CRISPR For The Average Joe

Genetic Engineering

Humans have been engineering and modifying organisms since the beginning of time. However, we never really understood how one's physical characteristics worked until the discovery of Deoxyribonucleic acid or DNA. DNA is a molecule that guides the growth, development, function, and traits of any living organism. DNA is present in every cell and contains instructions when 4 nucleotides are paired. Changing the DNA or instructions means changing the being as well.

When DNA was discovered, people immediately tried to tinker with it and change the genetics of humans. For example, in the 1990's to treat maternal infertility, babies were made to carry genetic information from 3 human beings. This made them the first humans to have 3 genetic parents. Enzymes used in laundry detergent and medicines such as insulin and human growth hormones are now manufactured in genetically modified cells, experimental genetically modified cell lines and genetically modified animals such as mice or zebrafish are being used for research purposes, and genetically modified crops have been commercialized.

However, until a few years ago, gene editing was complicated, expensive, and time-consuming. This however changed with a revolutionary, game-changing technology: Clustered Regularly Interspaced Short Palindromic Repeats, also known as CRISPR. Let us see how game-changing this really is.


Bacteriophages or phages for short are bacteria hunters. They are viruses that infect and replicate within a bacterium. How do phages do this you may ask? They do this by injecting their own genetic code into the bacteria and taking them over. The bacteria antibodies try to stop this invasion, but for the most part, fail. However, sometimes the bacterium succesfully defends itself. When the bacteria resists the invasion, it can now save a part of the virus's genetic code in a DNA archive called CRISPR (sounds familiar?). When the virus attacks again the bacteria makes an RNA copy of the virus's DNA and arms its biggest weapon, a protein named CAS-9. The protein scans the bacterium's inside for signs of the phage invader by comparing the bacterium's DNA to the sample from the archive. When Cas-9 finds a 100% perfect match, it activates and cut's out the virus's DNA. The virus is now useless and the bacterium is protected against the attack. One advantage of CRISPR is that it is incredibly precise, cutting the bacteriophage's DNA perfectly out.

Another incredibly important part of CRISPR is that the CAS-9 protein is programmable. You simply tell it which DNA you want to modify and put the system in a living organism. CRISPR also has the ability to edit live cells. CRISPR works on all kind of cells in all kinds of organisms


1. Ending Diseases
CRISPR could end cancer in the near future. Cancer occurs when cells multiply at a rapid rate while staying undetected by the immune system. CRISPR could allow us to improve our immune system so that it could easily kill and eradicate Cancer. The first CRISPR trial on humans was approved in early 2016.

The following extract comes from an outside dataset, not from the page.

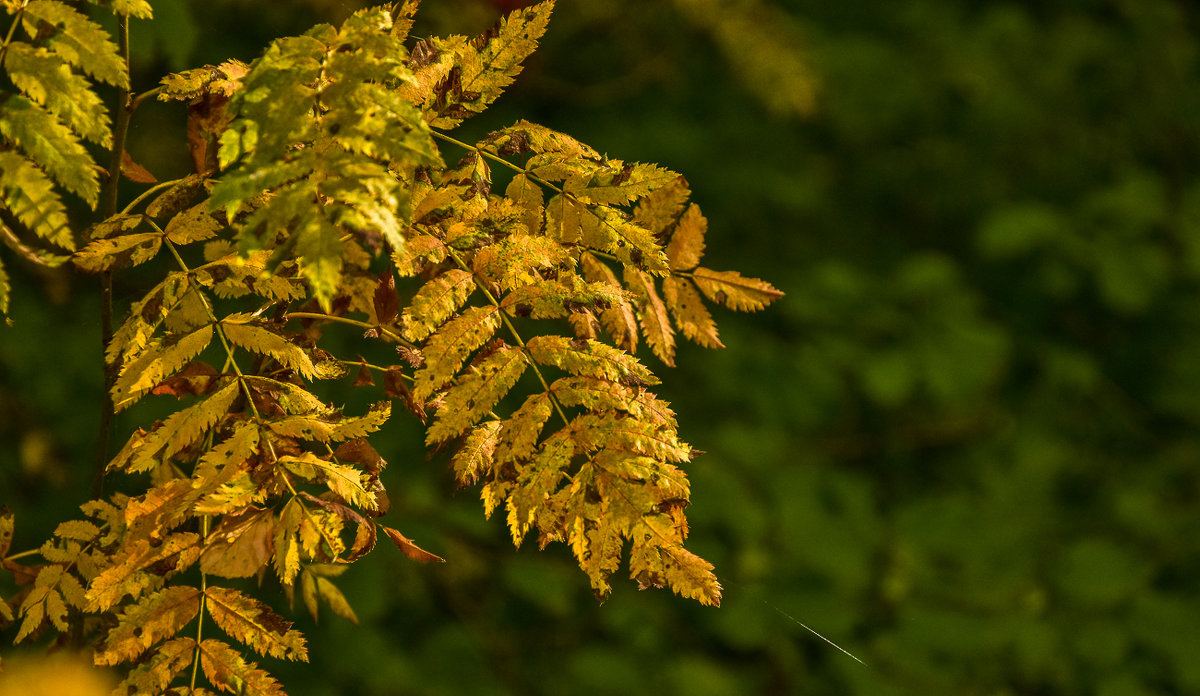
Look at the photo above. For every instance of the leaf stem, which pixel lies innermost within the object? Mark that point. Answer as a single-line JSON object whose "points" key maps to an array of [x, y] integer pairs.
{"points": [[382, 329], [112, 189], [148, 193], [12, 31], [516, 336]]}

2. Ending Genetic Diseases
Some examples of genetic diseases are Color Blindness, Muscular dystrophy, Huntington's disease, and much more. Using CRISPR, we could change the genetic code of DNA, fixing the disease in the cell.

3. Creation of Designer Babies
The first babies with CRISPR used on them will most likely be used to get rid of a deadly genetic disease or disability. However, if it is very cheap and easy to make genetic modifications, why couldn't the baby be modified with traits such as super intelligence, long-lasting hair, high metabolism, etc. What will happen to babies which are not modified? Will they be discriminated against?